/features-extraction

NLP Features Calculation App: app that helps you automate text collection, cleaning and tokenization process of your NLP project.

Primary LanguageHTML

Features Calculation App

This project is intended to be a walkthrough on the development of a tool (web application) that gathers text data from several directory and counts the value of a chosen feature of interest across the folders. This is achieved with a statistical modeling technique that is able to convert text to numeric vectors in order to determines how important a word or a combination of words are by looking at how frequently they appear in a document.

Workflow

1. Dataset Collection:

Created 3 points of entry for the data injection and used the web scraping tool Beautiful Soup to scrape the body of messages for each channel of communication.

Corpus

The emails folder has more files than the sms, chats, bbg and papota all combined together. There is a huge imbalance in term of potential of information to retrieve across items.

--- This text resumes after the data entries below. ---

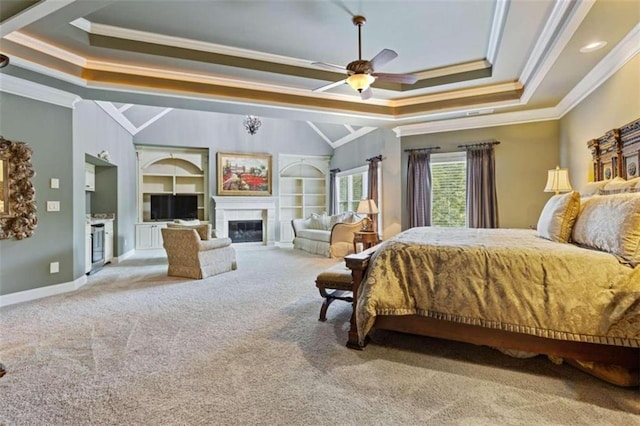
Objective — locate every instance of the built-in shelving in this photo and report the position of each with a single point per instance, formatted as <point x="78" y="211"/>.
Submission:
<point x="170" y="171"/>
<point x="303" y="182"/>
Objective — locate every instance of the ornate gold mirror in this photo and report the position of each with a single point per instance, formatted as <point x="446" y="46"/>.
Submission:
<point x="4" y="187"/>
<point x="17" y="196"/>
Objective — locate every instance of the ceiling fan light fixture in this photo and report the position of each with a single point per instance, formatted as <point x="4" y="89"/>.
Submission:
<point x="360" y="82"/>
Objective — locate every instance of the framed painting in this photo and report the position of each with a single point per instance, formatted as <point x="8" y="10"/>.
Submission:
<point x="244" y="174"/>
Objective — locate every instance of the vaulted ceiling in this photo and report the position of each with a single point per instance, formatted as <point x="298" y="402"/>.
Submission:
<point x="515" y="60"/>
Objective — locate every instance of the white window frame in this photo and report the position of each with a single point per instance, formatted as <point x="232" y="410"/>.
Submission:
<point x="449" y="157"/>
<point x="364" y="170"/>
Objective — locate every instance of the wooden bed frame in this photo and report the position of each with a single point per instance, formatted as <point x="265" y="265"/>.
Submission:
<point x="616" y="151"/>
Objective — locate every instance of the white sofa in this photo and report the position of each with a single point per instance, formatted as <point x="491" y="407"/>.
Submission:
<point x="330" y="236"/>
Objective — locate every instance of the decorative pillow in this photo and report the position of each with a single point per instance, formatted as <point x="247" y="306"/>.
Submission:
<point x="592" y="188"/>
<point x="611" y="223"/>
<point x="558" y="216"/>
<point x="615" y="184"/>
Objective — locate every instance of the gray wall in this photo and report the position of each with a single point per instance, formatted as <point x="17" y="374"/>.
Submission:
<point x="525" y="153"/>
<point x="95" y="131"/>
<point x="47" y="128"/>
<point x="354" y="154"/>
<point x="226" y="133"/>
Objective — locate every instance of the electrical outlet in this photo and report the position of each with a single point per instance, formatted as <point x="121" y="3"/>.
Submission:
<point x="53" y="206"/>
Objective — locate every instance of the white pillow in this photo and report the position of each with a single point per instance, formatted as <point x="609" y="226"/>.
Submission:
<point x="558" y="216"/>
<point x="611" y="223"/>
<point x="615" y="184"/>
<point x="592" y="188"/>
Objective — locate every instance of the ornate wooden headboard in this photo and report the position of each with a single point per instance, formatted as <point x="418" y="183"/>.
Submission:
<point x="617" y="153"/>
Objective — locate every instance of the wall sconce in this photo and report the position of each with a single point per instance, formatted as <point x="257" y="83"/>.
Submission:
<point x="558" y="181"/>
<point x="367" y="207"/>
<point x="252" y="124"/>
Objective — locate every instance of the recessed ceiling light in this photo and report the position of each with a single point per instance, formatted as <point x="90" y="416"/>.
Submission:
<point x="592" y="47"/>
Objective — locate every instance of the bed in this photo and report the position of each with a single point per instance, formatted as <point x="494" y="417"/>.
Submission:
<point x="569" y="290"/>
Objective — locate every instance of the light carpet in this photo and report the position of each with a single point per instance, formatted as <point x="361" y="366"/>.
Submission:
<point x="137" y="347"/>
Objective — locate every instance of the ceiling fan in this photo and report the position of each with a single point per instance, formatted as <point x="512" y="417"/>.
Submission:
<point x="362" y="73"/>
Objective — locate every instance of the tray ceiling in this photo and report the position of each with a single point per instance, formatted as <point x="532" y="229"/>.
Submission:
<point x="471" y="57"/>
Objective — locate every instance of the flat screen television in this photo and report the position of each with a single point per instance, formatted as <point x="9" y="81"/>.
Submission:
<point x="169" y="207"/>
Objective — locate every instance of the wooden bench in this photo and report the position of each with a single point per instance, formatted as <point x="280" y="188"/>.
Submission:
<point x="338" y="280"/>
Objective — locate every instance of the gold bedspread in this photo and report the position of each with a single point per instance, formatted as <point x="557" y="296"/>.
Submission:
<point x="508" y="279"/>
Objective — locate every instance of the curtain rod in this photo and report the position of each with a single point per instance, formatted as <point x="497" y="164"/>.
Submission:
<point x="429" y="148"/>
<point x="479" y="144"/>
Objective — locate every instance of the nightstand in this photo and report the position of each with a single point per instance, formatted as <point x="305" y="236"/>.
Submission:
<point x="367" y="239"/>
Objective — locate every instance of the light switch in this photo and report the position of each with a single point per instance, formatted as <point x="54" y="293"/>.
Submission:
<point x="53" y="206"/>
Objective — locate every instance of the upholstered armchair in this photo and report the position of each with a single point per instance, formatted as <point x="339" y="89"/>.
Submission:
<point x="191" y="256"/>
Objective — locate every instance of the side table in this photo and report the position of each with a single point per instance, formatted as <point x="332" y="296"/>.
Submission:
<point x="366" y="238"/>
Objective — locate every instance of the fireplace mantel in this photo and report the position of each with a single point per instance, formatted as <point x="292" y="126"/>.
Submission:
<point x="245" y="208"/>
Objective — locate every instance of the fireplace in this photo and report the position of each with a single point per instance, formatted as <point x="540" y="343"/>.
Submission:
<point x="246" y="209"/>
<point x="245" y="231"/>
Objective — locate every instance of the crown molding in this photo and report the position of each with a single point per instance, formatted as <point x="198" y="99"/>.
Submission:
<point x="36" y="91"/>
<point x="31" y="15"/>
<point x="47" y="48"/>
<point x="497" y="28"/>
<point x="184" y="43"/>
<point x="477" y="122"/>
<point x="622" y="53"/>
<point x="565" y="20"/>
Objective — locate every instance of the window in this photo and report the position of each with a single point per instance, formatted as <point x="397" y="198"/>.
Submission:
<point x="352" y="187"/>
<point x="449" y="189"/>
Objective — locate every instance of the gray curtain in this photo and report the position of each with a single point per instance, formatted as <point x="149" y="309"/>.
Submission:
<point x="482" y="201"/>
<point x="333" y="195"/>
<point x="373" y="187"/>
<point x="419" y="188"/>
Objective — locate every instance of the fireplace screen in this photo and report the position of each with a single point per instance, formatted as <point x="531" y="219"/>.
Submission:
<point x="245" y="231"/>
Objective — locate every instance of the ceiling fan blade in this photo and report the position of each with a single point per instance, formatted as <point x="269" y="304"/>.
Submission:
<point x="385" y="56"/>
<point x="330" y="86"/>
<point x="396" y="78"/>
<point x="366" y="94"/>
<point x="329" y="67"/>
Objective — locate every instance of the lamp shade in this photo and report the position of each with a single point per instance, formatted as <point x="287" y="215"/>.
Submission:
<point x="367" y="207"/>
<point x="558" y="181"/>
<point x="360" y="82"/>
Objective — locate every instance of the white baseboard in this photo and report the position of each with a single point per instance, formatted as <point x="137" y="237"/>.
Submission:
<point x="39" y="293"/>
<point x="123" y="256"/>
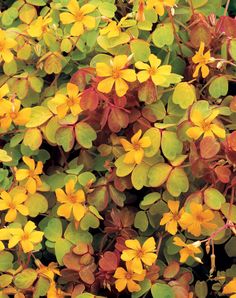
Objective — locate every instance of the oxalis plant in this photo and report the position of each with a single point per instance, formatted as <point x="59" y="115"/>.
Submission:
<point x="118" y="148"/>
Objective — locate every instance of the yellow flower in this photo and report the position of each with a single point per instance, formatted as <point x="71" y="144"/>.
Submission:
<point x="171" y="219"/>
<point x="15" y="115"/>
<point x="13" y="202"/>
<point x="135" y="152"/>
<point x="71" y="201"/>
<point x="128" y="278"/>
<point x="117" y="74"/>
<point x="47" y="271"/>
<point x="79" y="16"/>
<point x="138" y="254"/>
<point x="230" y="288"/>
<point x="159" y="5"/>
<point x="160" y="75"/>
<point x="202" y="60"/>
<point x="27" y="237"/>
<point x="4" y="235"/>
<point x="204" y="125"/>
<point x="188" y="250"/>
<point x="68" y="103"/>
<point x="33" y="181"/>
<point x="6" y="44"/>
<point x="196" y="219"/>
<point x="4" y="104"/>
<point x="39" y="26"/>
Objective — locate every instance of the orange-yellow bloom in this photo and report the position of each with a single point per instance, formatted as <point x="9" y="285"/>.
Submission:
<point x="204" y="125"/>
<point x="30" y="175"/>
<point x="135" y="149"/>
<point x="67" y="103"/>
<point x="188" y="250"/>
<point x="140" y="254"/>
<point x="4" y="235"/>
<point x="230" y="288"/>
<point x="71" y="201"/>
<point x="201" y="60"/>
<point x="196" y="219"/>
<point x="79" y="17"/>
<point x="47" y="271"/>
<point x="160" y="75"/>
<point x="39" y="26"/>
<point x="115" y="73"/>
<point x="15" y="115"/>
<point x="13" y="203"/>
<point x="6" y="44"/>
<point x="128" y="278"/>
<point x="159" y="5"/>
<point x="171" y="219"/>
<point x="4" y="103"/>
<point x="27" y="237"/>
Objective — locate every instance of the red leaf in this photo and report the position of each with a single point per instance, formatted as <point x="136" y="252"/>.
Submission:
<point x="109" y="261"/>
<point x="226" y="25"/>
<point x="223" y="173"/>
<point x="209" y="147"/>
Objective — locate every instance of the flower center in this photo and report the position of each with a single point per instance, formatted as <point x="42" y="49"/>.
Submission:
<point x="79" y="16"/>
<point x="70" y="101"/>
<point x="25" y="236"/>
<point x="136" y="146"/>
<point x="72" y="198"/>
<point x="152" y="71"/>
<point x="128" y="275"/>
<point x="206" y="126"/>
<point x="13" y="115"/>
<point x="140" y="253"/>
<point x="116" y="74"/>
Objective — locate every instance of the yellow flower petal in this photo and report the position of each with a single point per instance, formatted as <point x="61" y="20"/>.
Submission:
<point x="121" y="87"/>
<point x="143" y="76"/>
<point x="194" y="132"/>
<point x="106" y="85"/>
<point x="77" y="29"/>
<point x="103" y="70"/>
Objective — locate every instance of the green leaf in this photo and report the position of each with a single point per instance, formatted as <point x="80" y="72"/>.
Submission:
<point x="74" y="235"/>
<point x="145" y="287"/>
<point x="139" y="176"/>
<point x="5" y="280"/>
<point x="170" y="144"/>
<point x="25" y="279"/>
<point x="201" y="289"/>
<point x="36" y="204"/>
<point x="232" y="48"/>
<point x="213" y="198"/>
<point x="65" y="138"/>
<point x="62" y="247"/>
<point x="177" y="182"/>
<point x="184" y="95"/>
<point x="123" y="169"/>
<point x="225" y="210"/>
<point x="39" y="115"/>
<point x="219" y="87"/>
<point x="158" y="174"/>
<point x="141" y="50"/>
<point x="85" y="134"/>
<point x="141" y="221"/>
<point x="155" y="137"/>
<point x="163" y="35"/>
<point x="6" y="259"/>
<point x="53" y="230"/>
<point x="162" y="290"/>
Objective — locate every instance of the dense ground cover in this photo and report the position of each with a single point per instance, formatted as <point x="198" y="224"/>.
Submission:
<point x="117" y="148"/>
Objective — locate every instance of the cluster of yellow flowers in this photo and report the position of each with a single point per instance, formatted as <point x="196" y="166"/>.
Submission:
<point x="136" y="258"/>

2. Preprocessing and Exploratory Data Analysis:

The preprocessing and cleaning stage is straight forward. The app apply some text cleaning techniques such as removing punctuation, multilanguage stop words removal, convert some characters to lowcase etc.

Words Cloud

3. Feature Engineering - TF-IDF Vectorizer:

Used the bag of words analysis approach to tokenise the data and create trigrams. Why TFIDF vectorizer? The goal is to scale down the impact of tokens that occur very frequently in the corpus because they affects negatively the analysis. The tf-idf algorihtm is very efficient in reducing noise.

4. App Creation:

Created the web app using the framework Dash.

Repo content

├── .gitignore
├── README.md
│  
├── data
│   ├── immutable_input_data.mbox
│   ├── raw.json
│   ├── raw_corpus.json
│   ├── raw_data.json
│   └── term_matrix.json
│  
├── models
│   └── tfidf.pickles
│  
├── src
│   ├──__PATH_FILES__.py
│   ├──__init__.py
│   ├── app.py
│   ├── assets
│   │   └── sytlesheet.css
│   ├── data_cleaning.py
│   ├── data_loading.py
│   ├── data_processing.py
│   ├── features_extraction.py
│   ├── requirements.txt
  • data - Serialized data.

  • models - Saved tf-ifdf parameters.

  • src - The excutable codes including the requirements.txt file.

Prerequisites

Make sure to have pip and Python3+ installed in your local machine.

Set up and Run it

From comnand line:

  1. Clone repo $ git clone https://github.com/mtfaye/features-extraction.git

  2. Change directory $ cd ../features-extraction/src/

  3. Open file __PATH_FILES__.py and replace accordingly the absolute paths to connect the app with the data.

  4. Create a virtual environment venv, activate it and install the necessary dependencies.

      $ python3 -m venv venv
     
      $ source venv/bin/activate
     
      $ pip install -r requirements.txt
    
  5. Run the app now.

      $ python3 app.py